Encoding missing values

Thu Feb 3 10:15:55 EST 1994

> I am currently thinking about the problem of how to encode data with
> a ttributes for which some of the values are missing in the data set for
> neural network training and use.

I am also having the same problem. I would like to get a copy
responses.

>1. Nominal attributes (that have n different possible values)
>  1.1 encoded "1-of-n", i.e., one network input per possible value, the relevant one
>    being 1 all others 0.
>      This encoding is very general, but has the disadvantage of producing
>      networks with very many connections.
>      Missing values can either be represented as 'all zero' or by simply
>      treating 'is missing' as just another possible input value, resulting
>      in a "1-of-(n+1)" encoding.
>  1.2 encoded binary, i.e.,  log2(n) inputs being used like the bits in a
>    binary representation of the numbers 0...n-1 (or 1...n).
>      Missing values can either be represented as just another possible input
>      value (probably all-bits-zero is best) or by adding an additional network
>      input which is 1 for 'is missing' and 0 for 'is present'. The original
>      inputs should probably be all zero in the 'is missing' case.
>

   Both methods have the problem of poor scalability. If the number of
missing values increases then the number of additional inputs will
increase linearly in 1.1 and logarithmically in 1.2.
    In fact, 1-of-n encoding may be a poor choice if (1) the number
of input features is large and (2) such an expanded dimensional 
representation does not become a (semi) linearly separable problem.
Even if it becomes a linearly separable problem, the overall complexity
of the network can sometimes be very high.

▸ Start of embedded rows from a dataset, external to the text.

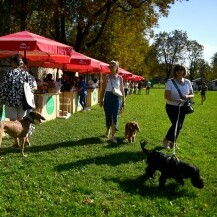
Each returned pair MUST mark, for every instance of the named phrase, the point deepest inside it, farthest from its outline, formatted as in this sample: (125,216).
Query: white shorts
(14,112)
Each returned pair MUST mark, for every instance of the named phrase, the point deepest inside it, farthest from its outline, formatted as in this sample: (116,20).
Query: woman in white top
(173,100)
(111,102)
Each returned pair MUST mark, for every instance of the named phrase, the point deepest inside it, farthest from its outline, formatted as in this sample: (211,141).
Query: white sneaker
(114,140)
(166,144)
(106,135)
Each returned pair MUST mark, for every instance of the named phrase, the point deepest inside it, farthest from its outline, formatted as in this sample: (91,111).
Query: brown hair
(177,68)
(116,63)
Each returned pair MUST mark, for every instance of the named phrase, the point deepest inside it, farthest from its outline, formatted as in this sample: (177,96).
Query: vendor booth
(49,104)
(92,97)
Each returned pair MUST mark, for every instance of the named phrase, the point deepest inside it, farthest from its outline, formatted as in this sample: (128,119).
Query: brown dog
(20,129)
(131,128)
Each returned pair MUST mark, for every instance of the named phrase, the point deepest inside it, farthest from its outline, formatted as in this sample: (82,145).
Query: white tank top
(112,83)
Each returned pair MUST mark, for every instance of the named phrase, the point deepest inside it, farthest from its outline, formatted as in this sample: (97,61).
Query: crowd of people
(178,90)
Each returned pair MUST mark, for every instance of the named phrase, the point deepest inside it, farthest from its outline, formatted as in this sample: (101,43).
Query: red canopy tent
(32,46)
(135,78)
(82,63)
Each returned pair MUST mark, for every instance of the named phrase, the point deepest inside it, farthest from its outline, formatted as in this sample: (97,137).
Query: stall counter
(47,104)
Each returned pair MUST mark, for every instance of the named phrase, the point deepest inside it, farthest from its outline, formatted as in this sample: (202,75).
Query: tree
(194,56)
(171,48)
(79,23)
(213,74)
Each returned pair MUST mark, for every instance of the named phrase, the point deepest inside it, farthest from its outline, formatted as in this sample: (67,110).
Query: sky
(198,18)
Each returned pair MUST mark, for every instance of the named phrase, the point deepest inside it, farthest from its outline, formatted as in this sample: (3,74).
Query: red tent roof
(33,44)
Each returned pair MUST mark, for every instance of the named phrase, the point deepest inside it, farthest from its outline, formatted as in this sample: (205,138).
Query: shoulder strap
(176,86)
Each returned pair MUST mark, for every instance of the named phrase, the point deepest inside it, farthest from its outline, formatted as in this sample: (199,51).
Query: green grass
(72,171)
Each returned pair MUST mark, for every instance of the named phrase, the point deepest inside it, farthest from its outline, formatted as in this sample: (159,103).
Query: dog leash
(177,121)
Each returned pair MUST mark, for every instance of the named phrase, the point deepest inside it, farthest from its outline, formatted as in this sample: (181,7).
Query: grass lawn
(72,171)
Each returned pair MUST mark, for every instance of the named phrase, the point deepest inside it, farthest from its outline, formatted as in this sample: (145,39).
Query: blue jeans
(83,100)
(112,108)
(172,112)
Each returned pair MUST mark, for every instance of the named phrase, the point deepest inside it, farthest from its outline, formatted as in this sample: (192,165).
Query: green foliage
(72,171)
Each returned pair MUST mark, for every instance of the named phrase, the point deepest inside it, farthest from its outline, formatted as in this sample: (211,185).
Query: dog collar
(30,120)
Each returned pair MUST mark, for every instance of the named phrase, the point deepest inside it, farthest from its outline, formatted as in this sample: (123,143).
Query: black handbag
(187,106)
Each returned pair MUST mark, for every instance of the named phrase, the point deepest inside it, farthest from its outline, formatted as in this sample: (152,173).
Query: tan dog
(131,129)
(20,129)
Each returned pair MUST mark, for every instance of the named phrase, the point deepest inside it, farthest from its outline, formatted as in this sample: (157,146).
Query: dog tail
(143,143)
(1,132)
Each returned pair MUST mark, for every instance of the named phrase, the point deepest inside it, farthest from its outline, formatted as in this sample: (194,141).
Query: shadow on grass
(114,159)
(50,147)
(138,186)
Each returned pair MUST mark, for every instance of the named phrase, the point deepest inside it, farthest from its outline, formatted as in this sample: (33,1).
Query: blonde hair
(177,68)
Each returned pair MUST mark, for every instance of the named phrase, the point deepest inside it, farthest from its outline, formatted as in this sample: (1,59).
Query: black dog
(170,167)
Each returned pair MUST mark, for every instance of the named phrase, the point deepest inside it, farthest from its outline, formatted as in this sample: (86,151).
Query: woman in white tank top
(173,101)
(112,103)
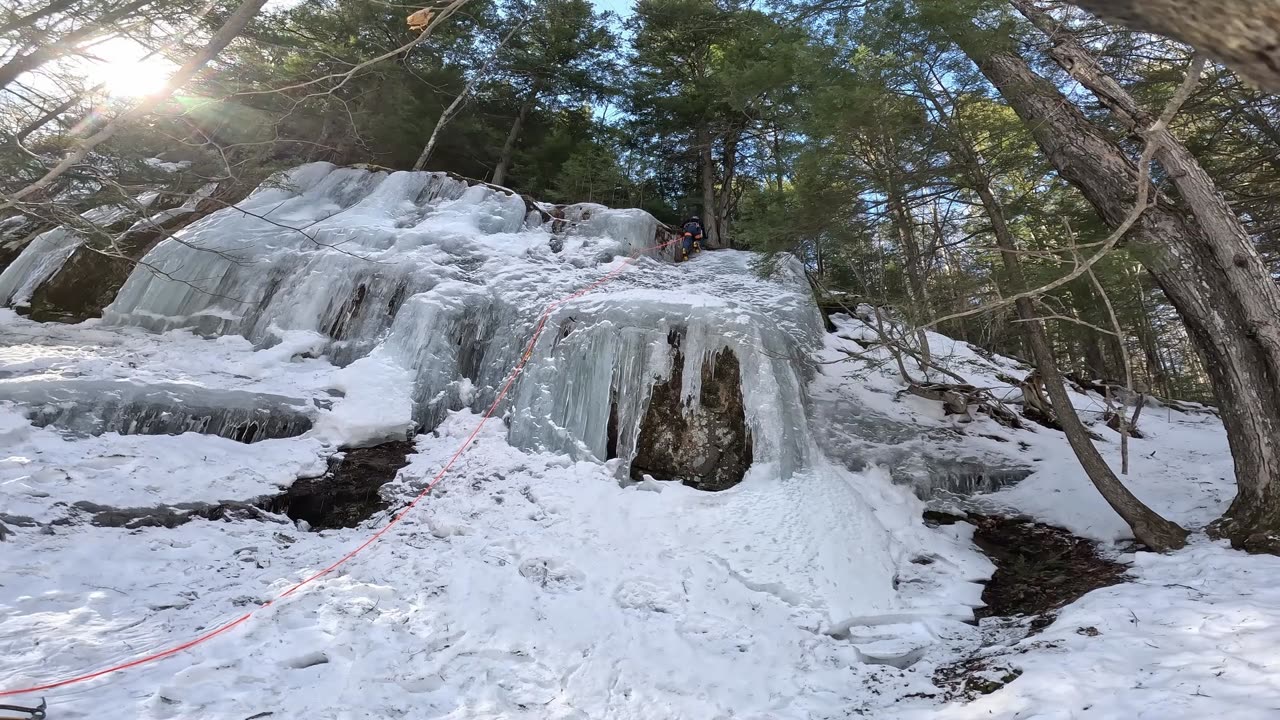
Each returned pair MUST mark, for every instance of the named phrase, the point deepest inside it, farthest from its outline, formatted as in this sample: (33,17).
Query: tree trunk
(51,114)
(462,96)
(725,200)
(1147,525)
(1219,287)
(233,26)
(707,165)
(777,156)
(435,132)
(904,226)
(508,149)
(1242,33)
(28,19)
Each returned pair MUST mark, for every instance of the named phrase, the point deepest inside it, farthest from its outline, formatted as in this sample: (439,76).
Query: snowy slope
(536,580)
(1189,636)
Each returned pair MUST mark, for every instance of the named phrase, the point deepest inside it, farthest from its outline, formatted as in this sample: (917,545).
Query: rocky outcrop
(705,445)
(350,492)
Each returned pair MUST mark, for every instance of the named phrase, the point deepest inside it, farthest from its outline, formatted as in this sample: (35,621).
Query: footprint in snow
(552,574)
(647,596)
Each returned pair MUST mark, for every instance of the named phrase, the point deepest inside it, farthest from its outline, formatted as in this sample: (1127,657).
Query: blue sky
(622,8)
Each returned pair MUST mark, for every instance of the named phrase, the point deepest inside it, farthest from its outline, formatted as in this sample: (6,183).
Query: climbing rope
(225,627)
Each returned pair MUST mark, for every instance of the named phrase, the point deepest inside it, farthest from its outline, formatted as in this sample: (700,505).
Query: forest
(351,363)
(1100,197)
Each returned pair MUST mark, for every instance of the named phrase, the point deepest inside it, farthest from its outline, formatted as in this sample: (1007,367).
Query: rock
(707,445)
(348,493)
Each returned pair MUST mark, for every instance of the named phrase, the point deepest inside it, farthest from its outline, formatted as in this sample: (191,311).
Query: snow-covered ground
(535,580)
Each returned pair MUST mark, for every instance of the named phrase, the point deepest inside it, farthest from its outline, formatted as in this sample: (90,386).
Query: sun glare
(124,69)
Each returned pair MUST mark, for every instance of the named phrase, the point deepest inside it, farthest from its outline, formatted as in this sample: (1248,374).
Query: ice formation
(355,305)
(446,281)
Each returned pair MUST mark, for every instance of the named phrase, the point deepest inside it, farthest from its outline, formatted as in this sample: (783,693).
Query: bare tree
(1243,33)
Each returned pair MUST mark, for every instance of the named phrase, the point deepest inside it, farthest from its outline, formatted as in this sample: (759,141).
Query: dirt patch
(1038,568)
(973,678)
(348,493)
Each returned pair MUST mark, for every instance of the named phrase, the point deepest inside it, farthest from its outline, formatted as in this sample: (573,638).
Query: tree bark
(508,149)
(904,226)
(233,26)
(439,124)
(1219,288)
(1242,33)
(707,167)
(725,197)
(1242,273)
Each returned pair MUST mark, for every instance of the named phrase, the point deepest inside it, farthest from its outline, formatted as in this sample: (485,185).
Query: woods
(1096,194)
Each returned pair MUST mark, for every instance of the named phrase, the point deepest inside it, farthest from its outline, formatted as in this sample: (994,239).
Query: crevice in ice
(348,493)
(95,408)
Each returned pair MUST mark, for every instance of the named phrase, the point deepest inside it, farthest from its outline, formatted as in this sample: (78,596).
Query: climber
(693,237)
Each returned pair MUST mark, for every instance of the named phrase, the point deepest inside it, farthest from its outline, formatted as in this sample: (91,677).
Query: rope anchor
(32,712)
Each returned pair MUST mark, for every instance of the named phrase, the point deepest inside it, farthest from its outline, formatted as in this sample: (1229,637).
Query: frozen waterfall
(443,281)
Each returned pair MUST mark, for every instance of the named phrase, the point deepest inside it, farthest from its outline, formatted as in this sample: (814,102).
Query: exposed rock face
(348,493)
(707,446)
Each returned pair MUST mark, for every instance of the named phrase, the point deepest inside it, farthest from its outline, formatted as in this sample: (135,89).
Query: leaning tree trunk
(1217,286)
(904,226)
(1243,33)
(1147,525)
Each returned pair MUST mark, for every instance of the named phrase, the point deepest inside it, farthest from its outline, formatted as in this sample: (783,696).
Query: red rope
(511,378)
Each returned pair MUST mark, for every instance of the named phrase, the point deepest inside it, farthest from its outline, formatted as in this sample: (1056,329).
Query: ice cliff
(344,306)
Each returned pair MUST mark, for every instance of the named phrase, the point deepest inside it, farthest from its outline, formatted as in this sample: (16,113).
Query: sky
(622,8)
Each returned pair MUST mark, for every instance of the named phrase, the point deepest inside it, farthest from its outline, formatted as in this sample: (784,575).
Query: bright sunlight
(126,69)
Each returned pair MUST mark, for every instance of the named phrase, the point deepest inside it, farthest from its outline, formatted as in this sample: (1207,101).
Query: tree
(709,76)
(1243,33)
(561,55)
(1219,285)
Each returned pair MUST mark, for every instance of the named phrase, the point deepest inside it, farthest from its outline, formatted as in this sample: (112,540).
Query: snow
(538,580)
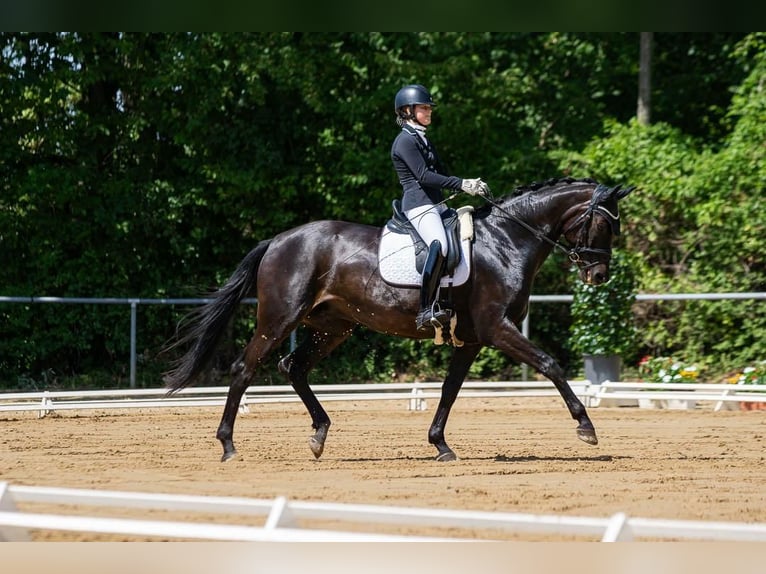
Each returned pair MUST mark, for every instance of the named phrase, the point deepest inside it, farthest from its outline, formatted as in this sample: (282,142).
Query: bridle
(584,220)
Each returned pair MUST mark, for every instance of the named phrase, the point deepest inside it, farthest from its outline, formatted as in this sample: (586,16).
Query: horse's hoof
(587,435)
(316,446)
(448,456)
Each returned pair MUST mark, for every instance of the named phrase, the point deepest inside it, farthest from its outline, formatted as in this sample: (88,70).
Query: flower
(753,375)
(666,370)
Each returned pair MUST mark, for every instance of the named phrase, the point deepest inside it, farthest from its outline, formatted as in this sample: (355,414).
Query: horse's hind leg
(296,367)
(242,372)
(461,361)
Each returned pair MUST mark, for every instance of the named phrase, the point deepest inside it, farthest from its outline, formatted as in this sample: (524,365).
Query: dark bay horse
(324,275)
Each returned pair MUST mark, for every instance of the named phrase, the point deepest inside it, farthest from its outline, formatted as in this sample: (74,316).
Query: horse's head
(591,231)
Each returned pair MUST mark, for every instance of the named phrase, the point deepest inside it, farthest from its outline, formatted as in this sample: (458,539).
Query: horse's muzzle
(596,275)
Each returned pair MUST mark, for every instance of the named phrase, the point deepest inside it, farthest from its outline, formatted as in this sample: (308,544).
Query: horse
(325,276)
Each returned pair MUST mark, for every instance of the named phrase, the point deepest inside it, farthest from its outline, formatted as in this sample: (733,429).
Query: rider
(422,177)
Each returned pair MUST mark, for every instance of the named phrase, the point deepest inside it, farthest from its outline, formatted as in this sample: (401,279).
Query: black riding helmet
(411,95)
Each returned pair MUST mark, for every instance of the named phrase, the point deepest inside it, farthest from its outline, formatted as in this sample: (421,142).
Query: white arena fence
(134,303)
(414,395)
(283,520)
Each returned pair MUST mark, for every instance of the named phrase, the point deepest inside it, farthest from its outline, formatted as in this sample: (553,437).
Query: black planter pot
(600,368)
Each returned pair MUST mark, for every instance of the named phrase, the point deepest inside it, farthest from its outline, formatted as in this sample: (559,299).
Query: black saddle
(400,224)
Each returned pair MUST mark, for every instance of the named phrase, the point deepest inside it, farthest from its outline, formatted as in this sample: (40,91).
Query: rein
(572,253)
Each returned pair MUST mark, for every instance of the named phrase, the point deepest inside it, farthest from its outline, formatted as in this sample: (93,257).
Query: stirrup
(435,317)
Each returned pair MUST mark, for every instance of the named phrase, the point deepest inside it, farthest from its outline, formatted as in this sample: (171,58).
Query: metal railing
(135,302)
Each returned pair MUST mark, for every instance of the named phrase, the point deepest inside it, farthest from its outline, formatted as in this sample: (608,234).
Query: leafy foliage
(602,315)
(148,164)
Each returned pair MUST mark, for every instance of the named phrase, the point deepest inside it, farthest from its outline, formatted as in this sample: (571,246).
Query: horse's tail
(208,323)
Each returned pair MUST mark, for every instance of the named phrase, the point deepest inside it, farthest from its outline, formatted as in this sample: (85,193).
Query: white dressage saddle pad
(396,256)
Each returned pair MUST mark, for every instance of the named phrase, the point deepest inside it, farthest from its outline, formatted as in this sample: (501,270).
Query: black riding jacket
(420,172)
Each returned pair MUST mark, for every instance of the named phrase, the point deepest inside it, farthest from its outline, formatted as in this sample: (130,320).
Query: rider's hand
(475,187)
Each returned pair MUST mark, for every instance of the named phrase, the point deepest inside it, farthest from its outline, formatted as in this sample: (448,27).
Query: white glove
(475,187)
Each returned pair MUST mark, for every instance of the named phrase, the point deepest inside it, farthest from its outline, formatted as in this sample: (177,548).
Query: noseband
(585,221)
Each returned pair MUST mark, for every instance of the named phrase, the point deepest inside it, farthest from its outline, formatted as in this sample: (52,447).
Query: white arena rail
(282,520)
(414,395)
(658,395)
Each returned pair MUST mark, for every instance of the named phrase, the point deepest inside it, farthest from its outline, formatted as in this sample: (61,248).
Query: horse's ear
(619,192)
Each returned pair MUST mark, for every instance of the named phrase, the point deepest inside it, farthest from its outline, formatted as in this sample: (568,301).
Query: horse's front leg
(460,363)
(512,342)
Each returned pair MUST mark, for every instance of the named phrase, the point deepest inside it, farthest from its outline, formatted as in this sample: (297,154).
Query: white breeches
(428,223)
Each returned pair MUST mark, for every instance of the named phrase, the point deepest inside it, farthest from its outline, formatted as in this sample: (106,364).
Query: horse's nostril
(599,278)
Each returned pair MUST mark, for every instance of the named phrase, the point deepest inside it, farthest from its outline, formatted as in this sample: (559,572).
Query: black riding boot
(431,314)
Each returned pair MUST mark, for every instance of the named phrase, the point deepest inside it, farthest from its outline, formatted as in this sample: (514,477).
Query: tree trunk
(645,78)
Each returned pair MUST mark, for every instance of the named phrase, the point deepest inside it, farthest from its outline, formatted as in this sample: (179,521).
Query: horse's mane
(537,186)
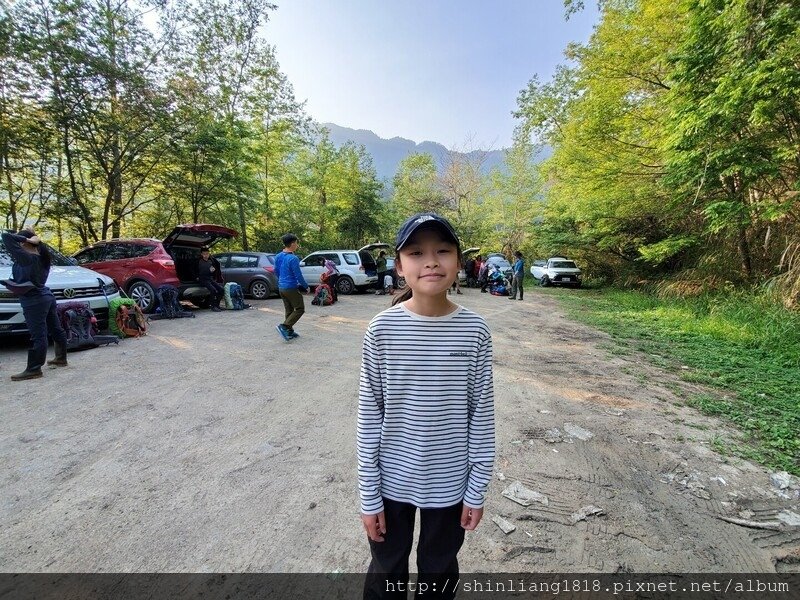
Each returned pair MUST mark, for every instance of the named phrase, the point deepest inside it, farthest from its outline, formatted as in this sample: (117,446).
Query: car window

>2. continuous attributes (or attributes treated as continuous)
>  2.1 encoded as a single network input, perhaps using some monotone transformation
>    to force the values into a certain distribution.
>      Missing values are either encoded as a kind of 'best guess' (e.g. the
>      average of the non-missing values for this attribute) or by using
>      an additional network input being 0 for 'missing' and 1 for 'present' 
>      (or vice versa) and setting the original attribute input either to 0
>      or to the 'best guess'. (The 'best guess' variant also applies to
>      nominal attributes above)

This representation requires GUESS. A nominal tranformation may not be
a proper representation in some cases. Assume that the output values
range over a large numerical intervel. For example, from 0.0 to 10,000.0.  
If you use a simple scaling like dividing by 10,000.0 to make it
between 0.0 and 1.0, this will result in poor accuracy of prediction.
If the attribute is on the input side, then on theory the
scaling is unnecessary because the input layer weights will scale
accordingly. However, in practice I had lot of problem with this
approach. May be a log tranformation before scaling may not be a bad
choice.
If you use a closed scaling you may have problem whenever a future value
exceeds the maximum value of the numerical intervel. For example,
assume that the attribute is time, say in miliseconds. Any future time 
from the point of reference can exceed the limit. Hence any closed
scaling will not work properly.

> 3. binary attributes (truth values)
>   3.1 encoded by one input:  0=false  1=true   or vice versa
>       Treat like (2.1)
>   3.2 encoded by one input:  -1=false 1=true   or vice versa
>       In this case we may act as for (3.1) or may just use 0 to indicate 'missing'.
>   3.3 treat like nominal attribute with 2 possible values

No comments.

> 4. ordinal attributes (having n different possible values, which are ordered)
>   4.1 treat either like continuous or like nominal attribute.
>     If (1.2) is chosen, a Gray-Code should be used.
>     Continuous representation is risky unless a 'sensible' quantification
>     of the possible values is available.    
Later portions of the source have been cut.